Das ist deine index.htm. Zusätzlich musst du noch die beiden Dateien, die im Quelltext erwähnt sind (in meinem Fall "NamedesoberenFrames.htm" und "NamedesrotenFrames.htm") erstellen.


----------



## bluemoon (20. Mai 2003)

Danke ersmal 
Und sorry wenn ich mich nicht richtig ausgedrückt habe; schlimmer noch hab was vergessen (was das ganze nochmal erschwert):

Also im Prinzip soll die weisse (1) + graue Fäche (2/3) ein Hintergundbild sein; wobei ich im Notfall die weisse von der grauen Fläche trennen kann (aber nur sehr ungern).

3 soll den scrollbaren Inhalt andeuten  
und die Pfeile den Platz wo die Scroll"bilder" (kann im Notfall auch ein Scrollbalken sein... blub) erscheinen soll.

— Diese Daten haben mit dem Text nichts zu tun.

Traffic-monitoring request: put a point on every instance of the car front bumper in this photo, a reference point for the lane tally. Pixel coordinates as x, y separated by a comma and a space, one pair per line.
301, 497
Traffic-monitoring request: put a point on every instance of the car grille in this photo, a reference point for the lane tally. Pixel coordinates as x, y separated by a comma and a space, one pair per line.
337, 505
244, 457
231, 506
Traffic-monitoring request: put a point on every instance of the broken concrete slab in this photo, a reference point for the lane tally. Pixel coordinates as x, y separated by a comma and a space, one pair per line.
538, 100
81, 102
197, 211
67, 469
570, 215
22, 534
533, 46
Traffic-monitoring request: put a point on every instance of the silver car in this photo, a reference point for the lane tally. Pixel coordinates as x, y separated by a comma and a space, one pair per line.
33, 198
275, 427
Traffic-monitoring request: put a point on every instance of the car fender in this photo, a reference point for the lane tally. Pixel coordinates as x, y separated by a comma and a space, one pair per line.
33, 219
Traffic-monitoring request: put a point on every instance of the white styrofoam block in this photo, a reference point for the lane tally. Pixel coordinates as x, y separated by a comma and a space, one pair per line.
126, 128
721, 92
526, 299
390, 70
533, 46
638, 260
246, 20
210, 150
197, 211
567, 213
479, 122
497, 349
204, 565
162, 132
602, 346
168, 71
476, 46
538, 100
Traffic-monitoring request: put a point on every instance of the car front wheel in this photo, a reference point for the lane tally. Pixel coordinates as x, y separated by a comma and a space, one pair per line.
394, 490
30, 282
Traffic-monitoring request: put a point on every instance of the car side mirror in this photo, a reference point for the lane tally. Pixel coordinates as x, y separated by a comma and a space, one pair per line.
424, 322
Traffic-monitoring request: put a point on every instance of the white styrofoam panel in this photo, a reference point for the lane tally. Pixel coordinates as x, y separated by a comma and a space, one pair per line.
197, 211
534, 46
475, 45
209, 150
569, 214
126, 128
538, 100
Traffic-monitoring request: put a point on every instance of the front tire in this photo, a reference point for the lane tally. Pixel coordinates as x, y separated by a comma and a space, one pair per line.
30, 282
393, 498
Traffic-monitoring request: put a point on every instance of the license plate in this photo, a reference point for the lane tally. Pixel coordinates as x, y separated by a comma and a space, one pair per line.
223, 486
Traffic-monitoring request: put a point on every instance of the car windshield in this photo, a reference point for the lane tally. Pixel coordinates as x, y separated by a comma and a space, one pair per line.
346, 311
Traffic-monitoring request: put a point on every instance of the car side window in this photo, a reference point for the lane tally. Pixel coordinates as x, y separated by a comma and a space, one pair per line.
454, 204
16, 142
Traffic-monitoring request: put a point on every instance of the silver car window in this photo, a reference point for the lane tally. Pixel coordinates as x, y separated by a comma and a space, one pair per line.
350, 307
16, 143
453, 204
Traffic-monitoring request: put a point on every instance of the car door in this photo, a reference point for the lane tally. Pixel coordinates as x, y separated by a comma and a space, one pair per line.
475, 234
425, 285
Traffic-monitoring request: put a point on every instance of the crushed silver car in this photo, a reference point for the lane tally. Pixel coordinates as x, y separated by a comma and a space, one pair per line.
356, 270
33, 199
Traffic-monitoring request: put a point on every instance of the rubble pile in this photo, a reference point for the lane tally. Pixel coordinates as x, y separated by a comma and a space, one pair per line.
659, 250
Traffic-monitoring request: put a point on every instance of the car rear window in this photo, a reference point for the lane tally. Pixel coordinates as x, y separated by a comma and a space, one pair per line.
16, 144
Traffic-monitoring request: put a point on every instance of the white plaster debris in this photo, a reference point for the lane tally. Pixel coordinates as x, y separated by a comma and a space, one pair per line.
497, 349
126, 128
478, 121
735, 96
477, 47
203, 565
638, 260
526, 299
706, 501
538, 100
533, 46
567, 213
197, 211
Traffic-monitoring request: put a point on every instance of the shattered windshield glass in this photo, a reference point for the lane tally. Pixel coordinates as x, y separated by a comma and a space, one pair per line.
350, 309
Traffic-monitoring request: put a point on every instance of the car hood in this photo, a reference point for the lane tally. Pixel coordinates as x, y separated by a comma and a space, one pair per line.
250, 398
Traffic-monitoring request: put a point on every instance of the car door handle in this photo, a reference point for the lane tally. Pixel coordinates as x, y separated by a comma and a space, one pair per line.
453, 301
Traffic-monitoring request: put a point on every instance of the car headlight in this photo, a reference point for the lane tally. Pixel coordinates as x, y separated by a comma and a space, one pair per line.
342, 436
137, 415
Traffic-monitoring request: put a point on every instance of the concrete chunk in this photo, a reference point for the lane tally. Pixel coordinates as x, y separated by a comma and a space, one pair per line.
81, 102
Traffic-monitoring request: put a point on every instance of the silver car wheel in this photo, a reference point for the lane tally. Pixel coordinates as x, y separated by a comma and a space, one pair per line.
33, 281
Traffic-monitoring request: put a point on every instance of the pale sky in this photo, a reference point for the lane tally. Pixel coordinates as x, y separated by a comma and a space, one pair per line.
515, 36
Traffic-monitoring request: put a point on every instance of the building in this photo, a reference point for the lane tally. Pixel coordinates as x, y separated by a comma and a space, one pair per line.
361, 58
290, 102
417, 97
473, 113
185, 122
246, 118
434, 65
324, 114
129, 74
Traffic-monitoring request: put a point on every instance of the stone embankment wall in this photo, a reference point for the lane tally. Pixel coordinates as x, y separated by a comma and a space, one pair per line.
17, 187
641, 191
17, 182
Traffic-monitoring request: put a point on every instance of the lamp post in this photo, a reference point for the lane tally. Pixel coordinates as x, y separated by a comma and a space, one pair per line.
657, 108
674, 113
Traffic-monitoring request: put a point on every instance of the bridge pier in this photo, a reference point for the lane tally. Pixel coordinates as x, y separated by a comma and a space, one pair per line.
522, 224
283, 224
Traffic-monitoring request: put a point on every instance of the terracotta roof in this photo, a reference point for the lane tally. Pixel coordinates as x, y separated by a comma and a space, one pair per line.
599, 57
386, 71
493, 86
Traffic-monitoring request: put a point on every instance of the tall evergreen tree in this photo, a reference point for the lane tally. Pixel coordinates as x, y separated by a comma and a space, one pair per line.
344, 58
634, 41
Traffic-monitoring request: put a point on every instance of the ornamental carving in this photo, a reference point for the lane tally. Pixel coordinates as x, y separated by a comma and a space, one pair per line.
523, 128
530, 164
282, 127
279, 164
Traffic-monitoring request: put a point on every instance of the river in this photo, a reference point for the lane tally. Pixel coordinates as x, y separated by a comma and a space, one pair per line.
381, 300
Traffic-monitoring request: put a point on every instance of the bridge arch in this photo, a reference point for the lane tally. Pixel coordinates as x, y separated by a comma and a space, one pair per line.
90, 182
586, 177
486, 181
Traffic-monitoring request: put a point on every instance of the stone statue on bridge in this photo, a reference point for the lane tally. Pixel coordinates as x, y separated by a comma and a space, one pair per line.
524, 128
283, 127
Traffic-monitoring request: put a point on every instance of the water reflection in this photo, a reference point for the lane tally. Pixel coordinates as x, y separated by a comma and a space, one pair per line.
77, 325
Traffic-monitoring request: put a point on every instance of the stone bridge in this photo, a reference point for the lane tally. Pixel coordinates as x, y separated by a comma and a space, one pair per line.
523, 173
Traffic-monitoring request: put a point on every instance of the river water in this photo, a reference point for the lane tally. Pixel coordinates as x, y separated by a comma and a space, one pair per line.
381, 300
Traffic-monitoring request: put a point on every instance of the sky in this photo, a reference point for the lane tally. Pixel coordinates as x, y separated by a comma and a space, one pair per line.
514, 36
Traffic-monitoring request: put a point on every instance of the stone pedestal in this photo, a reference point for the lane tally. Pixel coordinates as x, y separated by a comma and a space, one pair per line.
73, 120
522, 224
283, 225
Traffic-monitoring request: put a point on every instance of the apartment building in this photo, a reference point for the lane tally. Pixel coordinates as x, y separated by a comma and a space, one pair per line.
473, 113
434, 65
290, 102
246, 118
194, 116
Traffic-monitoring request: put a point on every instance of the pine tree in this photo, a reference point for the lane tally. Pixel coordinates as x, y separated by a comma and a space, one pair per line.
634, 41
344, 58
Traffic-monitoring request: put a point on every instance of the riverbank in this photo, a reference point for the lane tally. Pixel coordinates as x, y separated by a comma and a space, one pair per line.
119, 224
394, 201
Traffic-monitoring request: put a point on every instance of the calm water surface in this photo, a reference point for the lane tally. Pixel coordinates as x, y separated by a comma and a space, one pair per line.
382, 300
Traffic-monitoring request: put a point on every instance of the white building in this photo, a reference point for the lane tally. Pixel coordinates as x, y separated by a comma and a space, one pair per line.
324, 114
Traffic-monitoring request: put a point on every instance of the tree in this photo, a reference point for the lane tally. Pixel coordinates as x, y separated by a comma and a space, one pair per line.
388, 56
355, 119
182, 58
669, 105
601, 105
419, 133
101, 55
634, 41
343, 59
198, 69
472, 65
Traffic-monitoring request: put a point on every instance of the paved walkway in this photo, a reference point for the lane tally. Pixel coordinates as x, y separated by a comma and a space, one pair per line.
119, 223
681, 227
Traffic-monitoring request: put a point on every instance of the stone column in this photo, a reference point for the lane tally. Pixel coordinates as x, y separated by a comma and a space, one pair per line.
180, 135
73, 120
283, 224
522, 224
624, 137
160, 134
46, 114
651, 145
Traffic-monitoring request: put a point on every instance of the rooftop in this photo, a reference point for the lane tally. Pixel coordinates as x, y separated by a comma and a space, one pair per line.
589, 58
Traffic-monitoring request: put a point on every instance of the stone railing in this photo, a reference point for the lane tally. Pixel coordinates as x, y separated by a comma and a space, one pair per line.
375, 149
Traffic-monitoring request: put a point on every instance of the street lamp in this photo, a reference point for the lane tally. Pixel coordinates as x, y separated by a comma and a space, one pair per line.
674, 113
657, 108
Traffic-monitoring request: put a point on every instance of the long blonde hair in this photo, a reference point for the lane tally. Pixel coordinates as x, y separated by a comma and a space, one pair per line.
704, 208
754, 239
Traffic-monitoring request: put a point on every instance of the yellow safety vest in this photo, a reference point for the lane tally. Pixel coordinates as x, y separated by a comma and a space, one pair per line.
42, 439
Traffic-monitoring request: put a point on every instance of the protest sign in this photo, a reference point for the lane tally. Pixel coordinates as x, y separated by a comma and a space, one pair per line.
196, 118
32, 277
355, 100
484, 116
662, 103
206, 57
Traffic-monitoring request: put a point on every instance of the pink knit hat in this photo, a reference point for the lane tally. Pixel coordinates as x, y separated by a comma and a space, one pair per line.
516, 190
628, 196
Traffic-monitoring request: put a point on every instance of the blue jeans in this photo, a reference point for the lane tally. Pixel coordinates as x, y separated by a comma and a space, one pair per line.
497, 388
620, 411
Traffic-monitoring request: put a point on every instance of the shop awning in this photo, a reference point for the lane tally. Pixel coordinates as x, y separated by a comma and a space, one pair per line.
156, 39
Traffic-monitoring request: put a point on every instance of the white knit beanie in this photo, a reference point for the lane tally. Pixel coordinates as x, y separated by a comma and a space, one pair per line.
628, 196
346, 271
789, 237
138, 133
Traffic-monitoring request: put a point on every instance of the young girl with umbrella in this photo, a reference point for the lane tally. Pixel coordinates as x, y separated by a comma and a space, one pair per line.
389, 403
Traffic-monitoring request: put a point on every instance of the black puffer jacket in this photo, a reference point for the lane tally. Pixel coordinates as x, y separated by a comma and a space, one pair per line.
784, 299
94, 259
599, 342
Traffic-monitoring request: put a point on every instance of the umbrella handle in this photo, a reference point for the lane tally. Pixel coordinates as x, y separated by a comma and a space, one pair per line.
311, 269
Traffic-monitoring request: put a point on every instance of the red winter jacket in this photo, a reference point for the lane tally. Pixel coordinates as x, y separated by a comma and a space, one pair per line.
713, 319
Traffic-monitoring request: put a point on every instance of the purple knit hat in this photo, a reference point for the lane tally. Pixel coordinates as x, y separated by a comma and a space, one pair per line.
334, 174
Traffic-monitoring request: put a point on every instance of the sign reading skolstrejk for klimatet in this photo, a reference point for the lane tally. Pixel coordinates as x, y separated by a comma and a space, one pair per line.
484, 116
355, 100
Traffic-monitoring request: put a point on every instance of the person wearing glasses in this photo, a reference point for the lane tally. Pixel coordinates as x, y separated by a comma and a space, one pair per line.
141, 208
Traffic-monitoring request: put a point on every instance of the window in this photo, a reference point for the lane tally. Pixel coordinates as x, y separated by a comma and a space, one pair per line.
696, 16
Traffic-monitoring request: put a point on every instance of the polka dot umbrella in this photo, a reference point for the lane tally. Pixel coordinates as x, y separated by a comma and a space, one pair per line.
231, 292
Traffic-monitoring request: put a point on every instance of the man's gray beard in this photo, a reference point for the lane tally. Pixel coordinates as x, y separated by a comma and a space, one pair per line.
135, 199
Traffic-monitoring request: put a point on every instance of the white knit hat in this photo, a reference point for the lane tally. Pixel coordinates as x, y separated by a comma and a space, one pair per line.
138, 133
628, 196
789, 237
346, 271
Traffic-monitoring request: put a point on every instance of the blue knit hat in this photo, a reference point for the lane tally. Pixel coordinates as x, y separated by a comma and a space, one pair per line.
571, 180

Kurz: (selbe Problematik wie oben nur das)
-Weisse & graue Fäche = Hintergrundbild <> statisch, mittig
-Graue Fläche mit der 3 drin = scrollbarer Inhalt 
-Pfeile = Standort der Scroll***

Danke 

Gruss
bluemoon


----------



## bluemoon (21. Mai 2003)

So bin jetzt mit dem iframe einwenig weitergekommen 
Die (neuen) Probleme:
Wie positioniere ich den Layer horizontal mittig und vertikal 130 unter dem oberen Rand?
Wie werde ich den horizontalen Scrollbalken los (ohne den vertikalen los zu werden)?
Und was ist mit den User des NN version < 6;
Nur mit Alternativtext versorgen ist doch etwas wenig oder ??
Und könnt ihr mir noch ausnahmsweise sagen wie sich das auf dem NN v < 6 verhält (mit Iframe)?
Sind NN v < 6 eh die Minderheit. 
~NN benutzen ja eh wenige und wenn werde wohl einige davon scho den 6er haben oder !?~

Hier noch den Code den ich verzapft hab.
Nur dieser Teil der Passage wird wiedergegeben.